As everyone knows, the second half of 2014 saw a significant drop in global crude oil prices, which had an impact on results as well as overall industry profitability.

We also continue to face a particularly challenging environment in the part of the business we call the Downstream – which refines crude oil into products such as gasoline and diesel and then transports and markets those products to consumers.

In the most recent quarter, for instance, ExxonMobil earned just 2.2 cents on every gallon of gasoline and other products refined, shipped and sold worldwide. In the United States, we actually lost money on these operations during this period.

Despite these challenges, however, our integrated business model – which combines the Downstream with finding and producing oil and gas in the Upstream and our Chemical manufacturing operations – uniquely positions ExxonMobil to deliver strong results throughout the commodity price cycle.

That balanced portfolio has enabled us to post solid results even during difficult circumstances. And it has helped us to make significant economic contributions all the while we are helping provide the energy supplies the global economy needs to function.

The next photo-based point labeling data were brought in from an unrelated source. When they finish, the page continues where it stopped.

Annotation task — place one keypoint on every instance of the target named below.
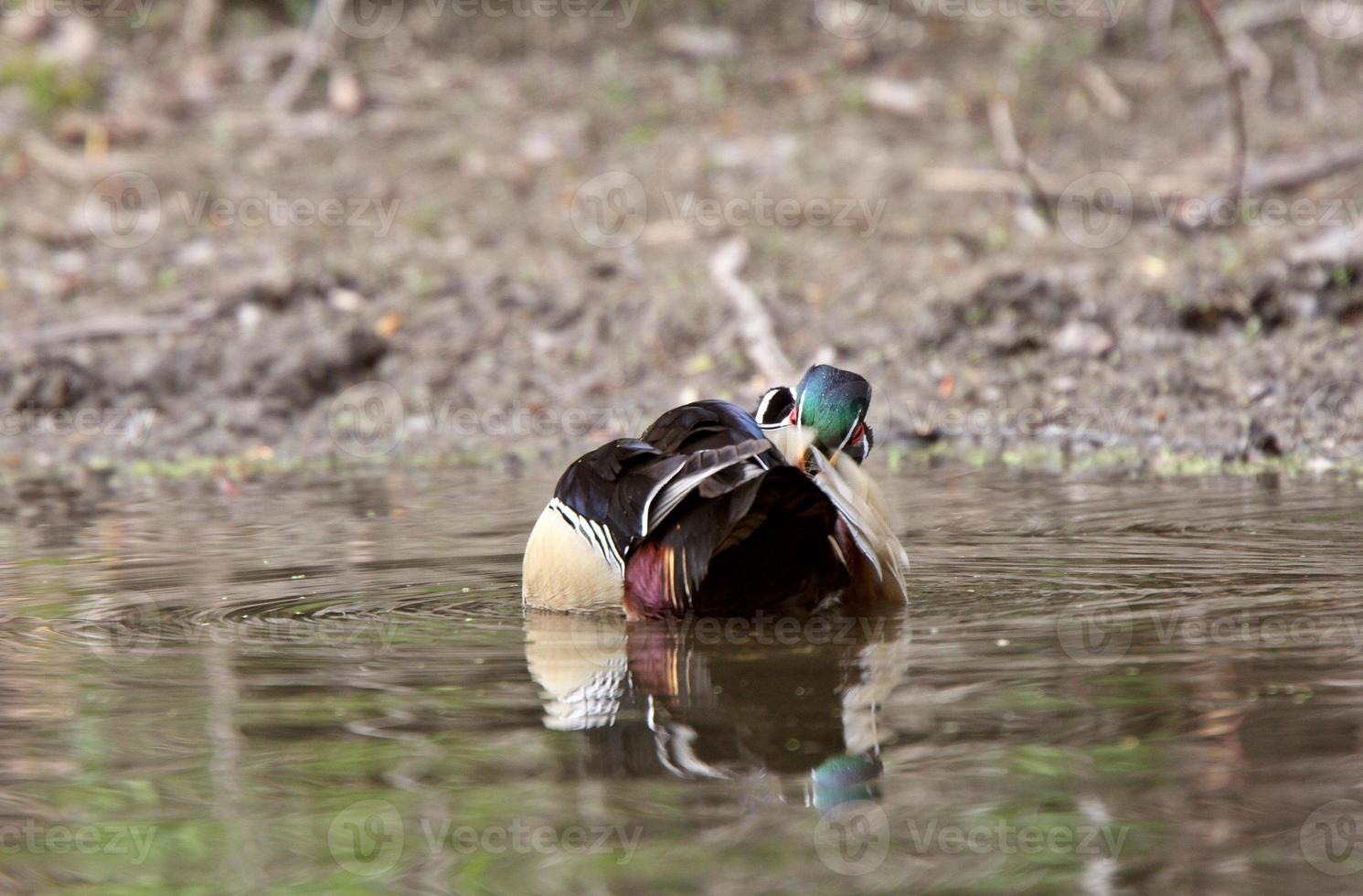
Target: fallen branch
(755, 327)
(322, 40)
(1290, 172)
(1235, 96)
(1013, 155)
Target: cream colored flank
(562, 571)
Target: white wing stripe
(596, 535)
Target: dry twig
(755, 326)
(1235, 94)
(1013, 155)
(322, 40)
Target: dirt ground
(487, 229)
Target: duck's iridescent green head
(830, 401)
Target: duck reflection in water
(724, 699)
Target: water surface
(327, 685)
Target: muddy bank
(490, 239)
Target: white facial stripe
(859, 419)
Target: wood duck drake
(721, 513)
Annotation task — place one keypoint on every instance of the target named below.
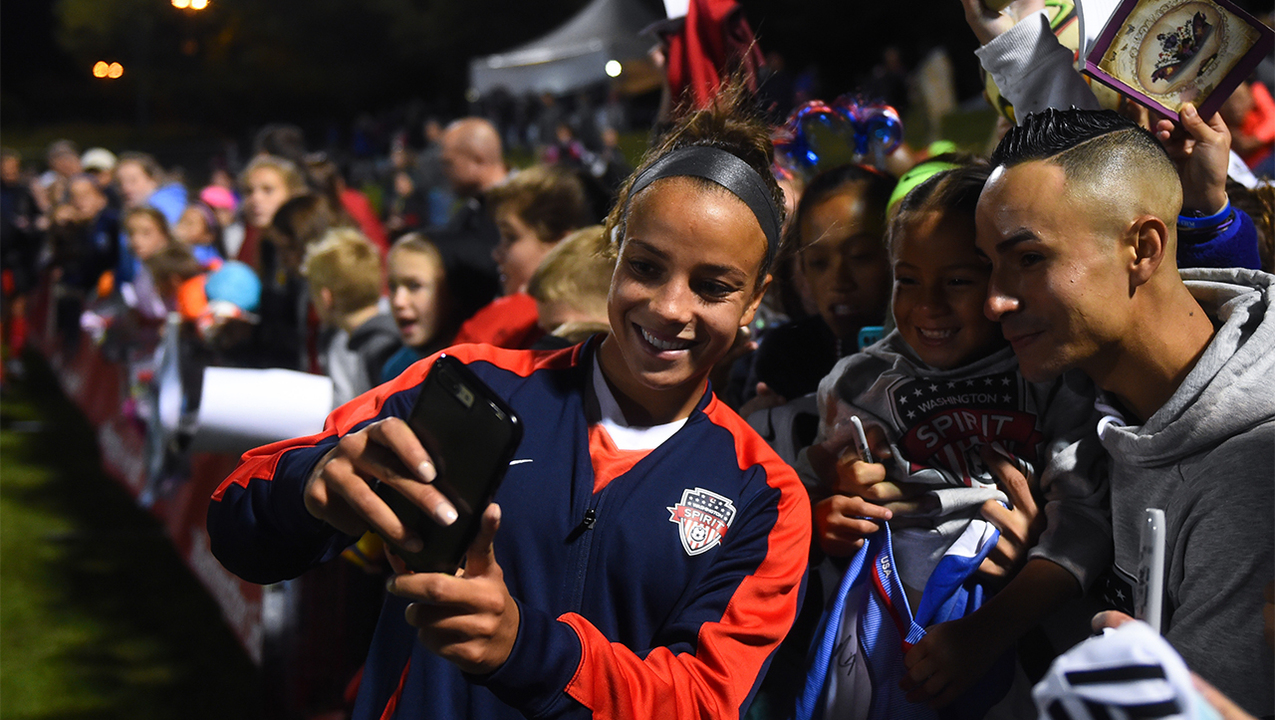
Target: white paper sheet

ExxonMobil in the United States

In 2014, ExxonMobil’s direct contribution to the U.S. economy was $62 billion. That works out to $170 million every single day in the form of capital ($12 billion) and operating ($20 billion) expenditures, taxes ($10 billion), and returns to shareholders as dividends and share buybacks ($20 billion).

That $62 billion direct contribution to the American economy was more than five times larger than the $9.6 billion that ExxonMobil earned in the United States in 2014.

President Obama’s misguided call yesterday for $95 billion in new taxes on the oil and natural gas industry disregards the important nature of our operations and the significant contributions our industry makes to the U.S. economy.

The best guarantor of sound public policy is information and knowledge, which is why I will continue to highlight numbers such as these in this space.